Eli Lilly just released the results from TRIUMPH-1; the largest and most important Phase 3 trial for retatrutide to date. This is the trial that determines whether retatrutide gets approved or not. And the one that answers the question the entire peptide space has been waiting for, ‘how far can this compound actually go?’

The numbers are unlike anything Phase 3 obesity research has produced before.

Breaking down the data

In TRIUMPH-1, participants on the highest dose of 12mg lost an average of 28.3% of their body weight over 80 weeks. Similarly, nearly half of the participants lost 30% or more of their body weight. That is the level of weight loss that has historically only been achievable through bariatric surgery.

The dose response at 80 weeks:

·      4mg — 19.0% average weight loss. Lower discontinuation rate than placebo.

·      9mg — 26.4% average weight loss

·      12mg — 28.3% average weight loss. 65% of participants achieved a BMI below 30.

Extension data at 104 weeks — participants with a baseline BMI of 35 or above continued losing weight, reaching an average of 30.3% total weight loss.

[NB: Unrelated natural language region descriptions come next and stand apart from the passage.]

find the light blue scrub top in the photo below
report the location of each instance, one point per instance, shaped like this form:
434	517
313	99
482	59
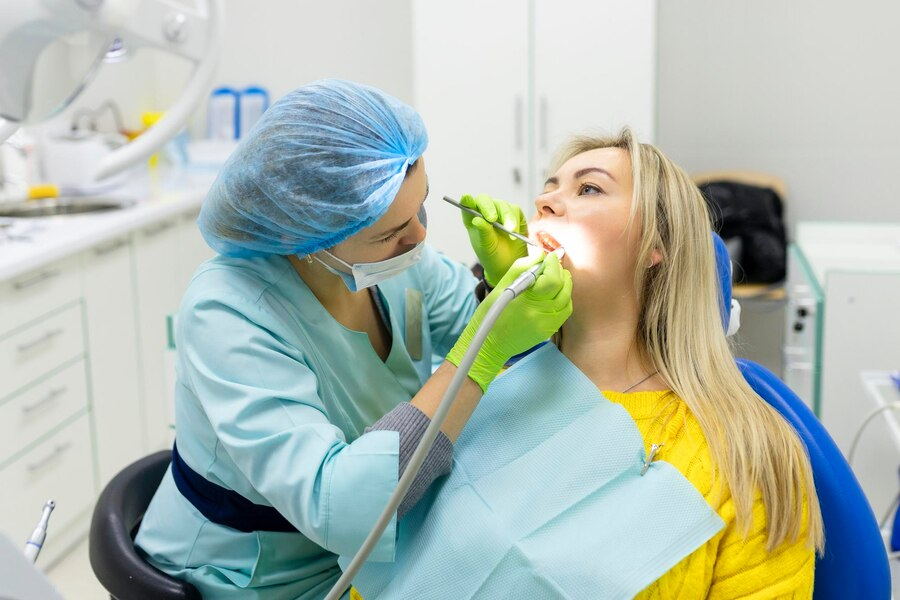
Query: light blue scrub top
272	398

What nobody is talking about

In the STEP-1 semaglutide trial and the SURMOUNT-1 tirzepatide trial weight loss plateaued well before the end of the study period. The curve flattened. Participants had largely reached their maximum response by weeks 60 to 68.

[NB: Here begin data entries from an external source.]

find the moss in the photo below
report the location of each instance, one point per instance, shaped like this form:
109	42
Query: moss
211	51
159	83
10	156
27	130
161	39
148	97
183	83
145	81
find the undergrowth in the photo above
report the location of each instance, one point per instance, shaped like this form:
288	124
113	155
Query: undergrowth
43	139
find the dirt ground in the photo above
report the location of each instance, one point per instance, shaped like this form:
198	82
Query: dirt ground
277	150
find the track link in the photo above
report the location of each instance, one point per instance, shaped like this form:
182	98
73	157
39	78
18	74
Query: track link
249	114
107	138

In TRIUMPH-1, the 12mg group had not plateaued at 80 weeks.

The extension data confirmed that participants were still losing weight at 104 weeks, reaching an average of 30.3% total body weight loss. The response had not peaked by the end of the primary trial, it was still developing. This appears to be driven by the glucagon receptor component, the third pathway that separates retatrutide from tirzepatide, which seems to produce a more sustained and progressive weight loss trajectory than two receptors alone can achieve.

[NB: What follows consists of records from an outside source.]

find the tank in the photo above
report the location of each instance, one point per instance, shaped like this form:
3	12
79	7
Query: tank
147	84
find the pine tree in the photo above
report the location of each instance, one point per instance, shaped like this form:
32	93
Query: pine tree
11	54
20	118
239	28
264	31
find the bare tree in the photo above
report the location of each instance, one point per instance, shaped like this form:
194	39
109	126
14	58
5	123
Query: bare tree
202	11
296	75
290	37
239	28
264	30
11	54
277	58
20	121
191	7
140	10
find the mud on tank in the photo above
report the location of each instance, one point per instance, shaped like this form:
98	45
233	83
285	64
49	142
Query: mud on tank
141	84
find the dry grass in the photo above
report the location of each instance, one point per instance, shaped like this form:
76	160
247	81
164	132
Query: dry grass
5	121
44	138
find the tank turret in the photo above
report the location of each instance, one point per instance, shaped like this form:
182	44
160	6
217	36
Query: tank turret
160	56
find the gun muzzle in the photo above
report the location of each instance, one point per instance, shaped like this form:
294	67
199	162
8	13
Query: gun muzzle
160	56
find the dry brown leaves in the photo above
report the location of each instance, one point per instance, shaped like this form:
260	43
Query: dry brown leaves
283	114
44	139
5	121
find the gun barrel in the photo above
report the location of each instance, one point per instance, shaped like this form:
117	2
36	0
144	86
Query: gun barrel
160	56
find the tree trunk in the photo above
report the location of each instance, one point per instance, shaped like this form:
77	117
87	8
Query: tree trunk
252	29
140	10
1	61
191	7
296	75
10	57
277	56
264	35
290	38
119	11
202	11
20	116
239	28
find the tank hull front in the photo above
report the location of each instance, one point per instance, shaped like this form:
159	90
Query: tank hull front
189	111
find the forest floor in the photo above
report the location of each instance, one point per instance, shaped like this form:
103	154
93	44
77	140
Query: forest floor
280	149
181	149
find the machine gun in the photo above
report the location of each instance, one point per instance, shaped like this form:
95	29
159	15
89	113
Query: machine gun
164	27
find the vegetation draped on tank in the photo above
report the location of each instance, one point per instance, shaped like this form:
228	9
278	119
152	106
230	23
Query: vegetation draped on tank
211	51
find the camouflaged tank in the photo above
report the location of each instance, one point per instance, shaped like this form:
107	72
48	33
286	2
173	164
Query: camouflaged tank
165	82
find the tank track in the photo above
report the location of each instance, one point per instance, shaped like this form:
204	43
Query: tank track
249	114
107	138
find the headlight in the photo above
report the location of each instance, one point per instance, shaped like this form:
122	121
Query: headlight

This is not just a more powerful compound. It is one that works on a completely different timeline than anything that came before it.

What this means for cycling and duration

This is where the TRIUMPH-1 data directly challenges some of the assumptions circulating in the community around retatrutide cycling strategy.

The standard GLP-1 cycling framework; shorter cycles, defined endpoints, planned transitions was built around compounds whose response plateaued by weeks 60 to 68. That framework made sense for semaglutide and tirzepatide. Retatrutide operates on a different timeline.

The TRIUMPH-1 extension data suggests that 80 weeks of continued treatment was not unnecessarily long. It was a biologically justified duration during which the response was still actively developing.

But before moving on, something needs to be said, because what happens inside a controlled clinical trial and what happens in the real world are two very different things.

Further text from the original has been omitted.